The yuan closed up against the dollar on Monday, trading at its highest since May 30, buoyed by a rebound in the euro after pro-bailout parties in Greece won a slim parliamentary majority, allaying concerns of a messy Greek exit from the euro zone.
Spot yuan closed at 6.3570 per dollar on Monday, up from 6.3651 at Friday’s close and only 70 pips away from its opening price.
The yuan also traded at the furthest distance it has ever been away from the official fixed daily rate, changing hands at 0.95 percent away from the midpoint during the session.
The central bank increased the trading band within which spot prices may vary from the official fixing to 1 percent up from 0.5 percent in April.
However, the divergence between spot and fix was mostly the result of spot prices refusing to follow an aggressive fixing by the central bank. Monday’s mid-point setting was the strongest against the dollar since May 11.
The euro-driven yuan rally was yet another signal that the Chinese currency may now be moving more closely in connection with a trade-weighted basket, as indicated by the latest data issued by the Bank for International Settlements (BIS).
The BIS index for the yuan’s real effective exchange rate (REER) - the currency’s value against a trade-weighted basket after adjustments based on inflation - appreciated 2.07 percent to 109.72 in May from 107.5 in April, BIS data published over the weekend showed.
The yuan’s nominal effective exchange rate (NEER), its value before inflation adjustments, rose 0.88 percent to 106.06 points in May from 105.14 in April, the data showed.
“While the US dollar, the euro and other major world currencies have become increasingly unstable in recent years, China appears to be serious about letting the yuan move more in line with a trade-weighted basket,” said a trader at a major Chinese state-owned bank in Beijing.
“So the yuan’s fall against the dollar in May was offset by its rise against the euro,” he said. “The trend is likely to continue in the near term.”
In May, the currency posted its biggest monthly drop against the dollar on record, nearly 1 percent, responding to the strengthening of the US dollar in global markets in the month during the peak of the euro zone political and debt crises.

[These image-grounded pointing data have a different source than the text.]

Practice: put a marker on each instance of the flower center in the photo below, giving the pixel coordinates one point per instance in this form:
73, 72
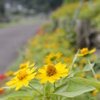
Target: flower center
21, 75
84, 50
22, 66
51, 70
53, 58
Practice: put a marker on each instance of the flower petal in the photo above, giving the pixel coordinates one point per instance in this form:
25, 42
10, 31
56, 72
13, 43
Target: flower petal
93, 50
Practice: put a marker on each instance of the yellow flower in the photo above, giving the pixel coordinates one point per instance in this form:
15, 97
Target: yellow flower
97, 75
83, 61
1, 88
82, 75
52, 72
10, 73
95, 92
22, 78
85, 51
52, 57
26, 65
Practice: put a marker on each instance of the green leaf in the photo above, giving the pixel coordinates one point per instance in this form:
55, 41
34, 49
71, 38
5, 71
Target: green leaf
74, 59
36, 84
87, 67
76, 86
18, 94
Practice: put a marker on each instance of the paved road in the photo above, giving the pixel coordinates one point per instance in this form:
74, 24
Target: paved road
12, 39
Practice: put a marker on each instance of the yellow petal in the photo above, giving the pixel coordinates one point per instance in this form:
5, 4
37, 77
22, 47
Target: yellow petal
32, 65
51, 80
45, 79
79, 55
93, 50
41, 70
56, 76
25, 82
31, 76
19, 85
39, 76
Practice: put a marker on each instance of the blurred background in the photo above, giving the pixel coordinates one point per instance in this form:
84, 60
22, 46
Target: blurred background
22, 19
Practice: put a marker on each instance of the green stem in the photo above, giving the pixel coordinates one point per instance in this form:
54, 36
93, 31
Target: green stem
54, 89
36, 89
92, 71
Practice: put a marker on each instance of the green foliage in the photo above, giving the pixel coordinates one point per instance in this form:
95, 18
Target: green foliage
74, 87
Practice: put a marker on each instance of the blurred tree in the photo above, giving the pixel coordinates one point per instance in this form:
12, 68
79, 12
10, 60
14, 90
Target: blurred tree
41, 5
70, 1
2, 9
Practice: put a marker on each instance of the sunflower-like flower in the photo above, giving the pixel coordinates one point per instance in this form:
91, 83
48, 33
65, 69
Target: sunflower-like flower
52, 72
25, 65
85, 51
1, 90
10, 73
22, 78
52, 57
94, 93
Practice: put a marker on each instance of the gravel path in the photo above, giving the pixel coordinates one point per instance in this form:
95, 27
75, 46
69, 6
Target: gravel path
12, 39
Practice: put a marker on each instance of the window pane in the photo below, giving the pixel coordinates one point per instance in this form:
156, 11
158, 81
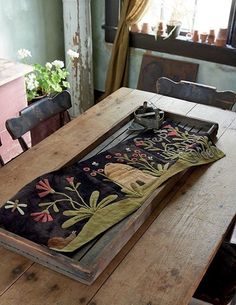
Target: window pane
201, 15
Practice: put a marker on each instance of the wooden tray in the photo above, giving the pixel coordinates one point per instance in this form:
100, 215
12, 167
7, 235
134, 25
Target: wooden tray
86, 264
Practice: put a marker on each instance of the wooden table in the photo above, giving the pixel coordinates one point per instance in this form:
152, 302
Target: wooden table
167, 263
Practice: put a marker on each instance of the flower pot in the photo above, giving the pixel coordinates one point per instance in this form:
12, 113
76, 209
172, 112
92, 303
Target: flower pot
173, 30
48, 126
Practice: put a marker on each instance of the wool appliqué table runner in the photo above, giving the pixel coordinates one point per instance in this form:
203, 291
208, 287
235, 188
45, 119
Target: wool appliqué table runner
69, 207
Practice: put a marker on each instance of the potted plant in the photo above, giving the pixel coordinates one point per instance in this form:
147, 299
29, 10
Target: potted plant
45, 81
177, 12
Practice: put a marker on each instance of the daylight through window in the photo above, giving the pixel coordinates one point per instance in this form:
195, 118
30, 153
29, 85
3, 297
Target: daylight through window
201, 15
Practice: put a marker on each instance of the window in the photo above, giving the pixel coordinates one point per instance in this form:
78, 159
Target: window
202, 15
223, 14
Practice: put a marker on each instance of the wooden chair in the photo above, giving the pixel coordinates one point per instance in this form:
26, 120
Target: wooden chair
197, 93
35, 114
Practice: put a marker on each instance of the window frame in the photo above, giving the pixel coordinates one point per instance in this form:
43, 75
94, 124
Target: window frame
222, 55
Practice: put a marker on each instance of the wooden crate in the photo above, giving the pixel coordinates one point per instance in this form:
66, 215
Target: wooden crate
87, 263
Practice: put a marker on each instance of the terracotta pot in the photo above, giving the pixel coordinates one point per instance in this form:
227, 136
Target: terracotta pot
221, 38
195, 37
135, 28
173, 30
145, 28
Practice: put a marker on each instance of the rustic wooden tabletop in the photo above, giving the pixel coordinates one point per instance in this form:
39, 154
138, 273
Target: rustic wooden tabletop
167, 263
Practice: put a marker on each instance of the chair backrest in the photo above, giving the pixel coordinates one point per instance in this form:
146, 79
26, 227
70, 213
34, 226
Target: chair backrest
36, 113
197, 93
1, 160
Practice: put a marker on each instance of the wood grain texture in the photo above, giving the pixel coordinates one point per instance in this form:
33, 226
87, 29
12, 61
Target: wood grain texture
196, 92
12, 266
65, 146
169, 260
153, 67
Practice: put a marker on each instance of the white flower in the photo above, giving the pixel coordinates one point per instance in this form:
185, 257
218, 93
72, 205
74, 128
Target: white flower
58, 64
15, 206
23, 53
72, 54
31, 82
49, 65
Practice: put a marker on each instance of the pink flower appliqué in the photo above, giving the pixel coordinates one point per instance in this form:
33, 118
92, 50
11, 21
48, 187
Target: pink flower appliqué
45, 187
70, 180
41, 217
173, 133
139, 143
86, 169
167, 126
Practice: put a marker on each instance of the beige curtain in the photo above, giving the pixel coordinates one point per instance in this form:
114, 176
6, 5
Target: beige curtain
117, 73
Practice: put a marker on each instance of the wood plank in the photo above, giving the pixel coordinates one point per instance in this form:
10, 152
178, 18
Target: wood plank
160, 274
169, 103
223, 117
12, 266
40, 283
174, 253
65, 146
93, 261
198, 302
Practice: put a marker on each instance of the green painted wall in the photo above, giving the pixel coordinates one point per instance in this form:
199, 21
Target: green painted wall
221, 76
36, 25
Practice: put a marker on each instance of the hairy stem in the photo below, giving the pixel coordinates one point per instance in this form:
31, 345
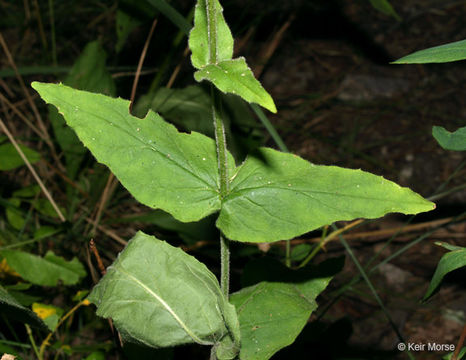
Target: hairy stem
223, 173
212, 30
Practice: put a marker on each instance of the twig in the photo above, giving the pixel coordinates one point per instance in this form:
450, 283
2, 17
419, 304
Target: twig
109, 186
109, 233
272, 46
31, 169
31, 339
141, 61
94, 250
45, 135
177, 69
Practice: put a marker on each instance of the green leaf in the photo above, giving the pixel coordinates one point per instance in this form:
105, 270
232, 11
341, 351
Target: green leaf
273, 196
300, 251
454, 51
10, 159
160, 167
235, 77
385, 7
448, 246
160, 296
272, 314
450, 140
277, 196
88, 73
210, 39
46, 271
189, 110
450, 261
49, 314
211, 44
11, 308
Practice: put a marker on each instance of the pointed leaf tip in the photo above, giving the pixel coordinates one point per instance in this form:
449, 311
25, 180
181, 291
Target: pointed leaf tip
235, 77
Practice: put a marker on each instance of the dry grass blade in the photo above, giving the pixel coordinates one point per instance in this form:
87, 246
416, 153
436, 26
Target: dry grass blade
34, 173
44, 133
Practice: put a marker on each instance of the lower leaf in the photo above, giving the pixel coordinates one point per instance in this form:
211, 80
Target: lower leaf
272, 314
160, 296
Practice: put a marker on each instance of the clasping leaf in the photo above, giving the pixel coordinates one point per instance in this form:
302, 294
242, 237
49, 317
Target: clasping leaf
160, 296
211, 44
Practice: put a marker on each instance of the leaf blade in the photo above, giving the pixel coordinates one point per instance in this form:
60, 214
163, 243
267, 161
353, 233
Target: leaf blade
272, 313
450, 261
159, 166
277, 196
454, 51
235, 77
175, 289
11, 308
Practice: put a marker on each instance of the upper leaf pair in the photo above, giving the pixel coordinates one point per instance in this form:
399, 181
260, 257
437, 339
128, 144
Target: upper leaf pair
273, 196
211, 44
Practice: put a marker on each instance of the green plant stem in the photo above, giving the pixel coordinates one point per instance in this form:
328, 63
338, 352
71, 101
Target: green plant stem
52, 28
61, 321
212, 30
222, 154
33, 343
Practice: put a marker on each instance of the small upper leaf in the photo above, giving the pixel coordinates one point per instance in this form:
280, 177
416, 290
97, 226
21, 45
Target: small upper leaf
210, 33
439, 54
161, 296
235, 77
277, 196
450, 140
450, 261
211, 44
10, 159
161, 167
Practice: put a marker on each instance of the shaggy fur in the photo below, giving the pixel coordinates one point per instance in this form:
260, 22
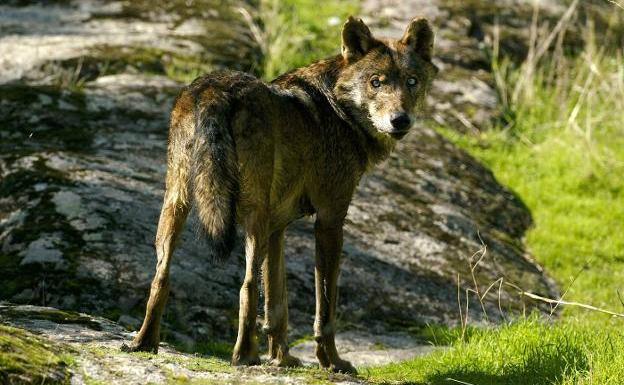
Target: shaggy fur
262, 155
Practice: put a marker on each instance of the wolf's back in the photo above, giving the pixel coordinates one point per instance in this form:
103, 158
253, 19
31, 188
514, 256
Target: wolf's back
214, 167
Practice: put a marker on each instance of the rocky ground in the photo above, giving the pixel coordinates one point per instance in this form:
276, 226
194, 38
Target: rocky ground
85, 90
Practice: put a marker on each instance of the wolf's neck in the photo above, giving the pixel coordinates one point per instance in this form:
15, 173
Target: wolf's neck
319, 80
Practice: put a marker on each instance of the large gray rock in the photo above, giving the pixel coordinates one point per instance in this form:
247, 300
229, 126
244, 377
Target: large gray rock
81, 183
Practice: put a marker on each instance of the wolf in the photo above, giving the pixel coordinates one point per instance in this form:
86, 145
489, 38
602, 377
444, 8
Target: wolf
261, 155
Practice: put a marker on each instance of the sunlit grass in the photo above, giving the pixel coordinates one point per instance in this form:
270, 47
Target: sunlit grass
560, 148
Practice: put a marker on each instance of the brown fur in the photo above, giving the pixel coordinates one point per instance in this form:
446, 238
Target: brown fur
262, 155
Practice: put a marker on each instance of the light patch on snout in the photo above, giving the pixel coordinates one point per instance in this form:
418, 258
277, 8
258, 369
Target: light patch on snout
382, 123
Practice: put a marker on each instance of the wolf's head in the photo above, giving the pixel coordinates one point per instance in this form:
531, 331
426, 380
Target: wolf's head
384, 82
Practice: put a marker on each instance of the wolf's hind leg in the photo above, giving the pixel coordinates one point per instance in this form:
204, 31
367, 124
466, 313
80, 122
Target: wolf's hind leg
173, 214
328, 249
276, 303
170, 224
246, 348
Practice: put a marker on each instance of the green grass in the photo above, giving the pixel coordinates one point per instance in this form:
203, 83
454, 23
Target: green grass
26, 358
560, 148
299, 32
528, 351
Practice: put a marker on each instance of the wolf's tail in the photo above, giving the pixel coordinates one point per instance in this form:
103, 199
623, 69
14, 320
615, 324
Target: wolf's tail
215, 176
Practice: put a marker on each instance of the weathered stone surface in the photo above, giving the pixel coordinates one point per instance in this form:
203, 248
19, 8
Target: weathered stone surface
81, 179
94, 344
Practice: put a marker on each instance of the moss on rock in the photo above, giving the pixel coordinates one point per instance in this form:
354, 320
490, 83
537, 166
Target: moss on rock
28, 359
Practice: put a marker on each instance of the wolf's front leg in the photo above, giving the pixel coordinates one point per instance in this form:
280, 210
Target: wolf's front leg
246, 348
328, 249
276, 303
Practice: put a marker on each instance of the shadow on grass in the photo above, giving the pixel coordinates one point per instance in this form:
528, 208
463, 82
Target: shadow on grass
220, 350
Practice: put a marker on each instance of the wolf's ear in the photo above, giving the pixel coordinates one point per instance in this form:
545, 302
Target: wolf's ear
356, 39
419, 37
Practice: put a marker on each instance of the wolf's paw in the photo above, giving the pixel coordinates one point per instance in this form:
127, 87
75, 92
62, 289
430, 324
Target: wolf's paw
138, 346
287, 361
342, 366
241, 359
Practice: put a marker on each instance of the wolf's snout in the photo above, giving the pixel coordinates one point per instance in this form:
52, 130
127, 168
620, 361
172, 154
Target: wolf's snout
400, 121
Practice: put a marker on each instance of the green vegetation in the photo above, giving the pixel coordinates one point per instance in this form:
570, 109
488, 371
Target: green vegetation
26, 358
298, 32
560, 147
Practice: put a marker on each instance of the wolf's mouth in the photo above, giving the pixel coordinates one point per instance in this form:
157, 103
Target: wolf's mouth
398, 134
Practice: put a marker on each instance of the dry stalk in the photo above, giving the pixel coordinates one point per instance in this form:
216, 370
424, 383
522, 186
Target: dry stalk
558, 302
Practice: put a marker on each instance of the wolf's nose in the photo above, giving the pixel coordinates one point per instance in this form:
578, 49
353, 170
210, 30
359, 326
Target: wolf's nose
400, 121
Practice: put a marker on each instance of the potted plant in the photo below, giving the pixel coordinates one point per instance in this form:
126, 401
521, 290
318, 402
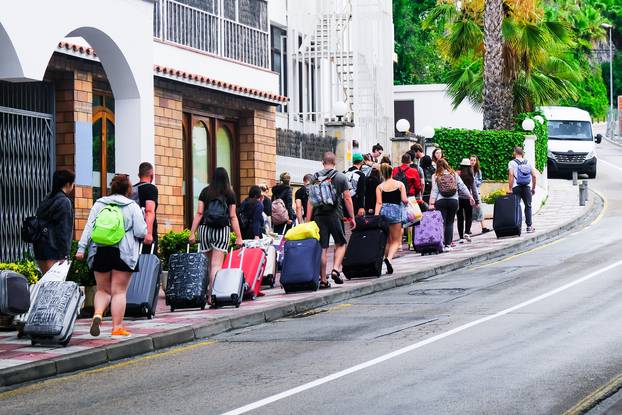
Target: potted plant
85, 278
28, 269
173, 243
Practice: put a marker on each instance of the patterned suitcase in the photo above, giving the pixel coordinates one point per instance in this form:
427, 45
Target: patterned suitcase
58, 272
54, 313
301, 265
144, 289
429, 233
14, 293
188, 276
508, 217
252, 262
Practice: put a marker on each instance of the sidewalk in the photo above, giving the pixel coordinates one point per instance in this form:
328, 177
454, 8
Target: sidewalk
19, 362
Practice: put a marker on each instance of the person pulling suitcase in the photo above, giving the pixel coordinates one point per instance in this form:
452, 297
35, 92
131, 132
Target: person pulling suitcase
113, 232
522, 182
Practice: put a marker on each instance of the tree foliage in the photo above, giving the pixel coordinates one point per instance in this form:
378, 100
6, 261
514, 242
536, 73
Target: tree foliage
419, 61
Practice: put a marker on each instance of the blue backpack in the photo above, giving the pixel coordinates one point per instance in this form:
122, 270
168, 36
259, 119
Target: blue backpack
522, 173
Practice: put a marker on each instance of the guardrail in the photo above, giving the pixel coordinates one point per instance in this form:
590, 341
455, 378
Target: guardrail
198, 29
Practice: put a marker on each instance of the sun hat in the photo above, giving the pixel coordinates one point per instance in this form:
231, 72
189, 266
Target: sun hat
357, 158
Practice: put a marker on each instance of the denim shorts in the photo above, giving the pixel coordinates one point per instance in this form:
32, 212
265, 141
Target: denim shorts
393, 213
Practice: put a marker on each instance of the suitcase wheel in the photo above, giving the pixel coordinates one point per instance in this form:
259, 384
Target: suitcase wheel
66, 342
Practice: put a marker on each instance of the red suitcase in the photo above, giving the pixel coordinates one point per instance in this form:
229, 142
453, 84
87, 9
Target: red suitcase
253, 267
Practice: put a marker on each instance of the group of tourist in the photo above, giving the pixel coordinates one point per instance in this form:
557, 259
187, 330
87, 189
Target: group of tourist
371, 186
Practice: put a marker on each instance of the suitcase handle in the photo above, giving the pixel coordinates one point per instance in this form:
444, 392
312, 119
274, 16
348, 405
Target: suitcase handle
241, 259
140, 248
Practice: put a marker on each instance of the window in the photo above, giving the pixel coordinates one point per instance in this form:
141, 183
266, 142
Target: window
205, 150
224, 150
103, 144
279, 57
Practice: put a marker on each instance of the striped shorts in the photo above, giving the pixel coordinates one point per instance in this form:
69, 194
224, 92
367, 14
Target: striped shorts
214, 238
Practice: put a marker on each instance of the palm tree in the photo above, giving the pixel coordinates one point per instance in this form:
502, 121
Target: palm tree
496, 90
506, 67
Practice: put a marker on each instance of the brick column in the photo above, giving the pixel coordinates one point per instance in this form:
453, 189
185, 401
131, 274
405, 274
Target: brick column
74, 103
257, 149
169, 160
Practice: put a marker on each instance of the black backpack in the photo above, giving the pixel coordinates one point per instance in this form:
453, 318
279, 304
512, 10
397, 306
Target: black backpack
400, 176
216, 213
245, 215
33, 229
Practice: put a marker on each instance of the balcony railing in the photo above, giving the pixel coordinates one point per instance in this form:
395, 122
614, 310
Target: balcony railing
191, 27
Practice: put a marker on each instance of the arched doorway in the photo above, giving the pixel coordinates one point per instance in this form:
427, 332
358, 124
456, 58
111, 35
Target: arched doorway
104, 165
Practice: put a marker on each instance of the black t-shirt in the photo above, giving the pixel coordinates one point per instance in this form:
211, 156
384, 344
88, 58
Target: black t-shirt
203, 197
148, 191
303, 195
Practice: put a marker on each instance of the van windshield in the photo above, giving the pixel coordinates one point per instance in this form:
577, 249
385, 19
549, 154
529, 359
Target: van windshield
570, 130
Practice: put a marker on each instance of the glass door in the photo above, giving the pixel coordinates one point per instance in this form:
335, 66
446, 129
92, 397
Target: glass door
103, 144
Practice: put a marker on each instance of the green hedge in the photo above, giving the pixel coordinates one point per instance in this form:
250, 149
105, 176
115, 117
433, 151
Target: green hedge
542, 137
494, 148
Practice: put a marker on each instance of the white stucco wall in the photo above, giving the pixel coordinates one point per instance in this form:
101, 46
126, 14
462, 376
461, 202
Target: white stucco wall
120, 33
433, 107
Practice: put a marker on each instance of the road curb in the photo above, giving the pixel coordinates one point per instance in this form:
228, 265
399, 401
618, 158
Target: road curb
134, 347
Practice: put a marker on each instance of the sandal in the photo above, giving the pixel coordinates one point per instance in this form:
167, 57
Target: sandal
336, 276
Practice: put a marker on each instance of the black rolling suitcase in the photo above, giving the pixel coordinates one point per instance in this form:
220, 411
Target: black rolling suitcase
14, 293
187, 281
508, 217
144, 289
365, 251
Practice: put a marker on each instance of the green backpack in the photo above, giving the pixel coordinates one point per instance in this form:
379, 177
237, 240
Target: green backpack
109, 226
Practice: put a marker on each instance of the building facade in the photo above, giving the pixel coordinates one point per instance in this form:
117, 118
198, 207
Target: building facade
189, 85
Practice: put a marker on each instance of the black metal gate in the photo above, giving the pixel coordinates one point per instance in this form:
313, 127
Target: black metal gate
27, 158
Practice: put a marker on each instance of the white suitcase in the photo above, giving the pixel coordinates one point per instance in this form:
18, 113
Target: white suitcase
229, 285
54, 313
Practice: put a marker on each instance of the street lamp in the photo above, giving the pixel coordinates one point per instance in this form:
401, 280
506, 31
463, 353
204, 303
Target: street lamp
528, 125
402, 126
341, 109
609, 27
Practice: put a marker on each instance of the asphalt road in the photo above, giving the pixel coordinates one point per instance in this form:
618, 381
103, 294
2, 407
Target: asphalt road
531, 334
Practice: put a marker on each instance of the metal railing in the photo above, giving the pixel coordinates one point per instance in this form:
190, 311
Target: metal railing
197, 29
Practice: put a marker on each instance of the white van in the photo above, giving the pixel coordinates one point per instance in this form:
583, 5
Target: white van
571, 141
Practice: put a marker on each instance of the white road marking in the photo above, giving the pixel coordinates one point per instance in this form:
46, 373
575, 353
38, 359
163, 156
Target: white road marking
415, 346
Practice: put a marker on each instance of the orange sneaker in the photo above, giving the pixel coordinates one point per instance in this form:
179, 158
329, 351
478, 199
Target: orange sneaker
120, 332
97, 321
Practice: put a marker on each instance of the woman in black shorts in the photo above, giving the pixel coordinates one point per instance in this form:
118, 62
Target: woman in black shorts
215, 239
113, 265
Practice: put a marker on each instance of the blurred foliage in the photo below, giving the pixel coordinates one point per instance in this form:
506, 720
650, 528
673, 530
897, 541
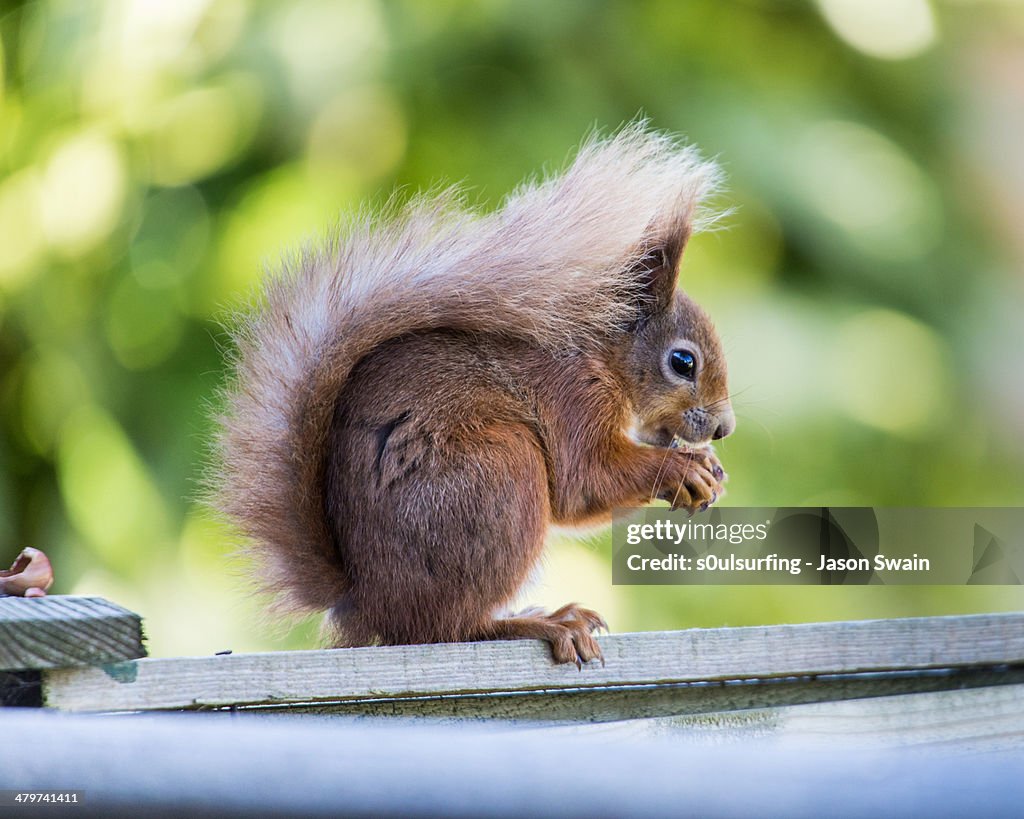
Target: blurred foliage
155, 156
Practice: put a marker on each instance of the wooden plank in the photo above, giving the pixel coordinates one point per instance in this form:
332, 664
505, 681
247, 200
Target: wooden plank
974, 720
756, 652
62, 631
195, 765
616, 703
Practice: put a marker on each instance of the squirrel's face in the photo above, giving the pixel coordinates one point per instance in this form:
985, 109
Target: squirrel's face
679, 371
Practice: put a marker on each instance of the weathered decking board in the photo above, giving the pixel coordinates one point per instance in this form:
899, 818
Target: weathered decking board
62, 631
199, 765
500, 667
614, 703
967, 721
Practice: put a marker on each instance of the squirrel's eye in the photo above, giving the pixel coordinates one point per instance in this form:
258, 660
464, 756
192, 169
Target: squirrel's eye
683, 363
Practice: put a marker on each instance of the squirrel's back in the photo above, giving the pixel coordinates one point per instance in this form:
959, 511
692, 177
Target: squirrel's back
549, 267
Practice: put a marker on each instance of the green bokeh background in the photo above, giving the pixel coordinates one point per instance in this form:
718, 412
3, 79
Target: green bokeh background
156, 157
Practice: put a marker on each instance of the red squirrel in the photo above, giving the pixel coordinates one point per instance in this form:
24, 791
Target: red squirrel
419, 399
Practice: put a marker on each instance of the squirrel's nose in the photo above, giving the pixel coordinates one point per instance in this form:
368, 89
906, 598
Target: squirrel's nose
726, 425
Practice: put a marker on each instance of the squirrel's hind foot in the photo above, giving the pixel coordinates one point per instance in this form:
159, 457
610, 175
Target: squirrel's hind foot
568, 631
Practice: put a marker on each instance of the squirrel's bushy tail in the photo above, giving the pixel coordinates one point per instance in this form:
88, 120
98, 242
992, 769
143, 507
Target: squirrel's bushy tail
552, 265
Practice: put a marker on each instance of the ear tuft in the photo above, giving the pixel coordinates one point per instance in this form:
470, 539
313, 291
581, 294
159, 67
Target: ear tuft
656, 267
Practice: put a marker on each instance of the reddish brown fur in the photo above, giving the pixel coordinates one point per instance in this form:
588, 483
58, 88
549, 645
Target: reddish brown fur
451, 455
415, 407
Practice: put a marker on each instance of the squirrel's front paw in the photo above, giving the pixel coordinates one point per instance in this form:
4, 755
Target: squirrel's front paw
693, 479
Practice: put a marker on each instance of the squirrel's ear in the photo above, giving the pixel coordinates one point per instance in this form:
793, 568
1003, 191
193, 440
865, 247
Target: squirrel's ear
657, 269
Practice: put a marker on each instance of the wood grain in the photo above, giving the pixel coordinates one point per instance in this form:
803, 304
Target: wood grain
649, 658
62, 631
204, 765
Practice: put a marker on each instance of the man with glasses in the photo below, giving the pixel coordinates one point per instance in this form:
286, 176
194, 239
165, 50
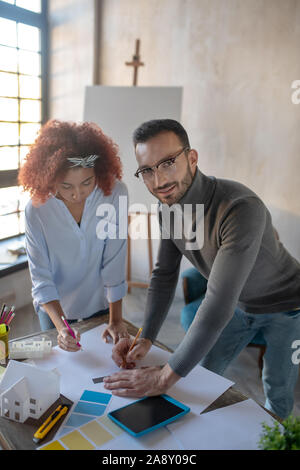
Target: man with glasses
253, 282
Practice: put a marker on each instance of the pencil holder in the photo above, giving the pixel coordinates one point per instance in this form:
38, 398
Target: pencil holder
4, 349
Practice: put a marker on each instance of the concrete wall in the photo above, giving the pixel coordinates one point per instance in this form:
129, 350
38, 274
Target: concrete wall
236, 60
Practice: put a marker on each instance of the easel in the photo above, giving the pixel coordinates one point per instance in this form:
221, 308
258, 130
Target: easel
136, 63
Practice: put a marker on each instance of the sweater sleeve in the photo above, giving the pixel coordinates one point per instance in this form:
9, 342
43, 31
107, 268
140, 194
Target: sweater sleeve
162, 288
240, 233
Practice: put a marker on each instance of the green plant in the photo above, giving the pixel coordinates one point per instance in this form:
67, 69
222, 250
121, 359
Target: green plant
281, 437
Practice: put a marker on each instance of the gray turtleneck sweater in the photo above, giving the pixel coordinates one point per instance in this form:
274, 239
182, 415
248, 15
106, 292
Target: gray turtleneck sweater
245, 264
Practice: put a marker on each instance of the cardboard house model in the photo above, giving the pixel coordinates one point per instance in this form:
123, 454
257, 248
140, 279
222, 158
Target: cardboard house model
27, 391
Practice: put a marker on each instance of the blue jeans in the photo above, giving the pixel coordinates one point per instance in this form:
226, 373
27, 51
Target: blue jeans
47, 324
279, 373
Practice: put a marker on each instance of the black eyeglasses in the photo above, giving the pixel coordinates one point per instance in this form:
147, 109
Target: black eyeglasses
166, 166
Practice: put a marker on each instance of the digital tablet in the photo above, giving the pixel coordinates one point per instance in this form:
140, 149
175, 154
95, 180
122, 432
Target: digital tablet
148, 414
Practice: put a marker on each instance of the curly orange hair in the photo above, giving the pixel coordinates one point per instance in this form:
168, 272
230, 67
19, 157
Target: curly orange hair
59, 140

The People’s Bank of China (PBOC) has recently set a series of midpoints stronger than the yuan’s trading level, as it seeks to keep the exchange rate relatively stable as China’s economy showed signs of a significant slowdown this year.
On Monday, the PBOC fixed the midpoint at 6.3005 against the dollar, stronger than Friday’s 6.3089, reflecting a global dollar weakening as the euro briefly hit a one-month high, buoyed by the Greek election result.
Offshore one-year non-deliverable yuan forward contracts changed hands at 6.3838 in the afternoon to imply a yuan deprecation of 0.93 percent against the dollar based on Monday’s midpoint.
Offshore spot yuan traded at 6.3620 at midday, slightly weaker than the onshore spot level.